Home > Cloud Computing, Cloud Security, Software as a Service (SaaS) > There’s A Difference Between Application/OS Multitenancy and Data(base) Multitenancy

There’s A Difference Between Application/OS Multitenancy and Data(base) Multitenancy

ninjasquirrelThere I was in the middle of a half moon yoga pose when the thought hit…

I was on a Telepresence the other day with @jamesurquhart and a couple of other colleagues and we were discussing the notion of Cloud services and multitenancy again.

I brought up a well-known Cloud provider who serves thousands (if not tens of thousands) of unique customers.  I argued that based upon what I was told by system architects, the service was never really designed with multitenancy in mind.  James argued to the contrary maintaining that he has had numerous discussions with the same architects and was convinced my point was invalid.

This got me thinking as to how, if we were talking to the same architects, we came away with a diametrically opposed understanding.

It should be noted that this vendor does not use server/OS virtualization in their offering and since multitenancy is often (improperly) associated directly with server/OS virtualization, we recognized that this wasn’t our disconnect.

Then it dawned on me (well today, during Yoga.)  I was talking about the notion of application multitenancy and James was talking about the database/datastore aspects of multitenancy!  The front-end versus the back-end versus the entire stack…

So of course from James’ perspective, the architects definitely built the database, schemas and table structures to support isolated, discrete and “secure” multitenancy.

However from my perspective, the application itself — a single application — isn’t “multitenant” insomuch as it is multi-user.  The application provides a common programmatic entry point (however customized in presentation) to a specific dataset to which James was referring.

Aha!  Seems simple and somewhat silly, but it never occurred to me that we were just thinking from different ends of the stack; this time I was top-down and James was bottoms-up.  Funny as James is the app. guy and I am the Infrastructure bobblehead.  Stupid siloed thinking on my part distracted me from what I know is a larger system architecture artifact that is easy to spot if I had only taken the goggles off.

This is important because when we apply Cloud definitions to SaaS providers wherein the required characteristics “require” multitenancy (see my post here,) many if not most SaaS offerings fail to meet the criterion.  If we think along the lines of not just qualifying the ‘application’ but expand ‘software’ in SaaS to more broadly include the entire stack including the database, it passes the sniff test.

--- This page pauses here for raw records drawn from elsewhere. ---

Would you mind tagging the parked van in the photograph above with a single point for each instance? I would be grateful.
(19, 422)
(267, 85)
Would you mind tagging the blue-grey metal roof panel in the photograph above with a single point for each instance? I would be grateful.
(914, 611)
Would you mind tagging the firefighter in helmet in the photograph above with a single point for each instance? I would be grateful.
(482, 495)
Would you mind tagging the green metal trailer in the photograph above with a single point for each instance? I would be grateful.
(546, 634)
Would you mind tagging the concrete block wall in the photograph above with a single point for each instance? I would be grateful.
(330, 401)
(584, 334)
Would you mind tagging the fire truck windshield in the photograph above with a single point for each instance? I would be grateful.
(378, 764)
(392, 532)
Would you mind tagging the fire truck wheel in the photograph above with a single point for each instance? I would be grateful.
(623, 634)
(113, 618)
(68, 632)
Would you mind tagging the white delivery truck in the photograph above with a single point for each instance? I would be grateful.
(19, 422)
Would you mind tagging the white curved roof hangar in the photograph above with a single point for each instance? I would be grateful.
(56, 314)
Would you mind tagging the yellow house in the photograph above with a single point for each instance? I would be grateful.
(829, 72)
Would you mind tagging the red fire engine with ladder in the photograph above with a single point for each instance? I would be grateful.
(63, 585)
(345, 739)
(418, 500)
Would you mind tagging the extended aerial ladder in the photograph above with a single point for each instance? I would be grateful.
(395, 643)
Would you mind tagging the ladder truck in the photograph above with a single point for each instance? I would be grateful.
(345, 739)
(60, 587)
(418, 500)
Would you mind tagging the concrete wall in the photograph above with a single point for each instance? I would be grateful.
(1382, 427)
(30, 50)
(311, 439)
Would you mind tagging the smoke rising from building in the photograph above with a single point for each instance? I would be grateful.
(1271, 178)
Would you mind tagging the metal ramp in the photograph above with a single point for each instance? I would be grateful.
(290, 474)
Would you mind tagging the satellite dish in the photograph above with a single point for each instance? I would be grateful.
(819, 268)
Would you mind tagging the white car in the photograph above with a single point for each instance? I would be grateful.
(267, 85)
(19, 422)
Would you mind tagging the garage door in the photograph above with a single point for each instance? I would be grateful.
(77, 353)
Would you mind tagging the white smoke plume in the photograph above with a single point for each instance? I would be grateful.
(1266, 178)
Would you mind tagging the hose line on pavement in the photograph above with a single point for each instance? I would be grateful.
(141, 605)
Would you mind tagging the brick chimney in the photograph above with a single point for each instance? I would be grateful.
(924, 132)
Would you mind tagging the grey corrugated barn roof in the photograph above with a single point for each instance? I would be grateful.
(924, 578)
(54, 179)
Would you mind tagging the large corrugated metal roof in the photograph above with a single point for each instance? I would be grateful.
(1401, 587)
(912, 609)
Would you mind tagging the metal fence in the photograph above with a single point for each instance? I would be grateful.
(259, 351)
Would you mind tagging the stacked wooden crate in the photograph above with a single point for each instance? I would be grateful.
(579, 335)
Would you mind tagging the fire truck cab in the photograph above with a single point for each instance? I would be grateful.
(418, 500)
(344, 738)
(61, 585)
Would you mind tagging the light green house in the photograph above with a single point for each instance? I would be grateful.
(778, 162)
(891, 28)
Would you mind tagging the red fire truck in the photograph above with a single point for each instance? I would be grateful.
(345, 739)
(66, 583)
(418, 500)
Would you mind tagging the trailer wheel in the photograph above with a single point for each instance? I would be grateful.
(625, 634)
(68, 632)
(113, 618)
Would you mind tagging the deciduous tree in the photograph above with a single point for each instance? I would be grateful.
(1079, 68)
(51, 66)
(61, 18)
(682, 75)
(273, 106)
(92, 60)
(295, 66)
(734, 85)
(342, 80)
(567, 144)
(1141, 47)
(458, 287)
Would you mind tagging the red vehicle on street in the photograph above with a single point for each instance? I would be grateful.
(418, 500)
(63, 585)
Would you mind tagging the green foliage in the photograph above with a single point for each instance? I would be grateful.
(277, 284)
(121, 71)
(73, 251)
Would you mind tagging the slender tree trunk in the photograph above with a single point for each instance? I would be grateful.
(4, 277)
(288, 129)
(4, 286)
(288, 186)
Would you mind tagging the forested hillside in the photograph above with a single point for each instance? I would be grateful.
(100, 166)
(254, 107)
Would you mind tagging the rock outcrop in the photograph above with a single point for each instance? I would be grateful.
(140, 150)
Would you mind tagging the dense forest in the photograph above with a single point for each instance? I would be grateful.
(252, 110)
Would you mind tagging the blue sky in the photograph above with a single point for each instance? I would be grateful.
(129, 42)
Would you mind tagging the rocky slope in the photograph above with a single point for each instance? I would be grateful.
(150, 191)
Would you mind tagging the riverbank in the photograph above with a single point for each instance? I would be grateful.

I have to tell you that this was, despite my own taxonomy diagrams which point out this very fact, a block in my vision which was causing me angst.

So, remember, when we’re talking about SaaS, just because the application front-end may not smell of multitenancy, the underlying platform and database probably will — especially if it’s going to scale to elastic cloud levels.

Silly little lightbulbs go off in the most interesting of times.

/Hoff

  1. Phil Agcaoili
    August 8th, 2009 at 20:52 | #1

    If a hacker defeats the single application and makes it communicate with the multi-tenant databases, he/she still defeats the whole system.

    Many of the SaaS vendors will need to heavily review their multi-tenant security approach.

    Additionally, start thinking about the trusted insider and what they can do when multi-tenancy is not implemented, as well as the principles of segregation of duties and least privilege. A trusted insider can do a lot of damage.

  2. August 9th, 2009 at 01:22 | #2

    The value proposition of SaaS from the vendor view point is the fact that it is the database that makes multi-tenancy "work". The GUI should be shared, with customization of that application accomplished via the … database. A shared data-driven GUI is the very definition of multi-tenancy.

    Slapping an application into a virtual environment doesn't make it multi-tenant. It makes the *operating system* multi-tenant, but not the *application* itself. So I agree with enforcing a difference between OS multi-tenancy and application multi-tenancy, but there is not difference between application multi-tenancy and database mutli-tenancy because the two are integrally tied together. An application is multi-tenant IFF its database is multi-tenant.